We recently reported that glutamine (Gln) supplementation protected glutamatergic neurotransmission from the harmful effects of chronic stress. Altered glutamatergic neurotransmission is one of the main causes of cognitive disorders. However, the cognitive enhancer function of Gln has not been clearly demonstrated thus far. Here, we evaluated whether and how Gln supplementation actually affects chronic stress-induced cognitive impairment. Using a chronic immobilization stress (CIS) mouse model, we confirmed that chronic stress induced mild cognitive impairment (MCI) and neuronal damage in the hippocampus.

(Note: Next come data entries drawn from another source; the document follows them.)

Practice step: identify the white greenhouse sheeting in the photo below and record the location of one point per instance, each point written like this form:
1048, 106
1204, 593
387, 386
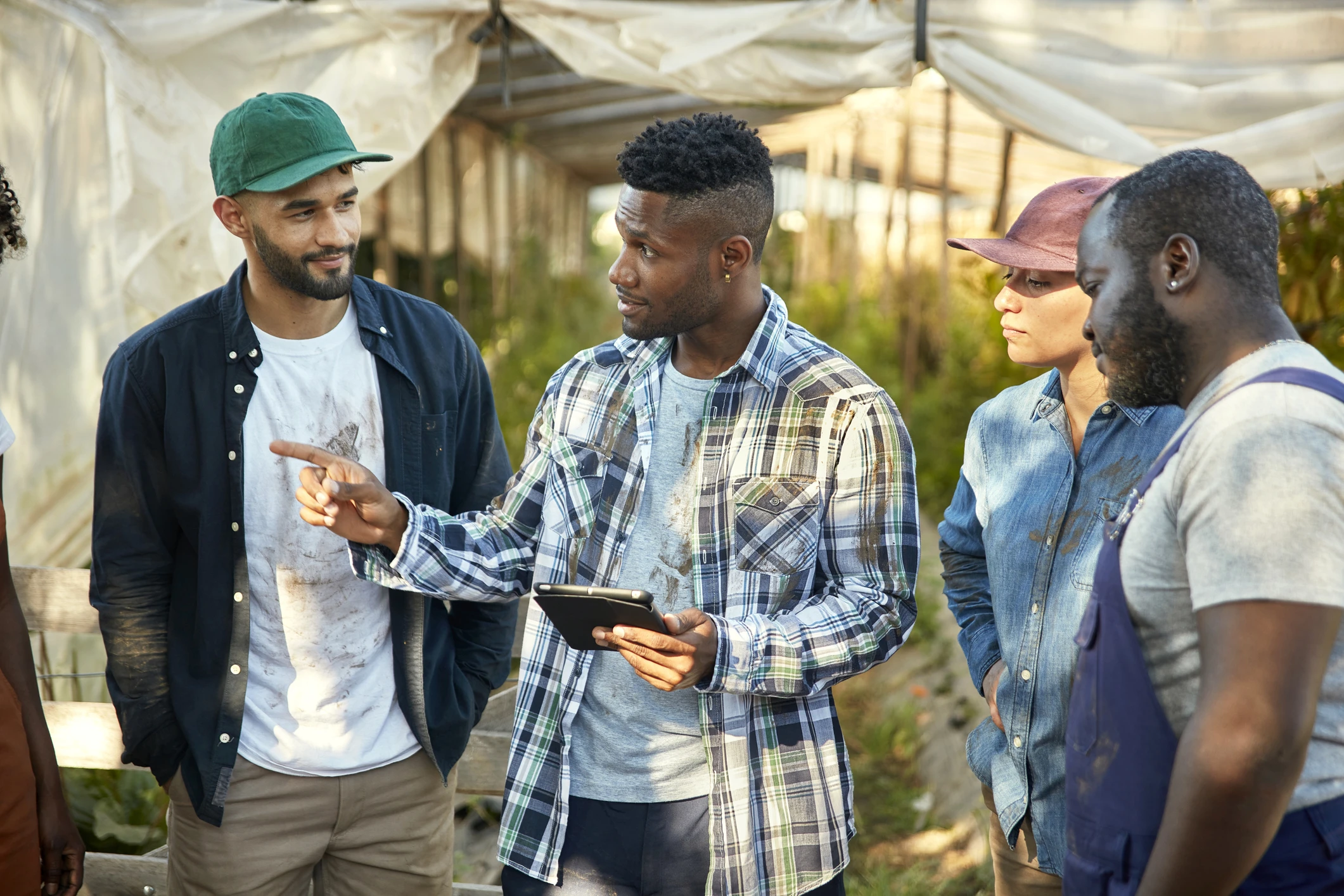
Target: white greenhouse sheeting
106, 110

In contrast, Gln-supplemented mice did not show evidence of MCI. To investigate possible underlying mechanisms, we confirmed that CIS increased plasma corticosterone levels as well as brain and plasma levels of reactive oxygen/nitrogen species. CIS also increased levels of inducible nitric oxide synthase and NADPH oxidase subunits (p47 and p67 ) in both the prefrontal cortex and CA1 region of the hippocampus. CIS decreased the number of synaptic puncta in the prefrontal cortex and hippocampus, but these effects were inhibited by Gln supplementation. Taken together, the present results suggest that Gln is an effective agent against chronic stress-induced MCI.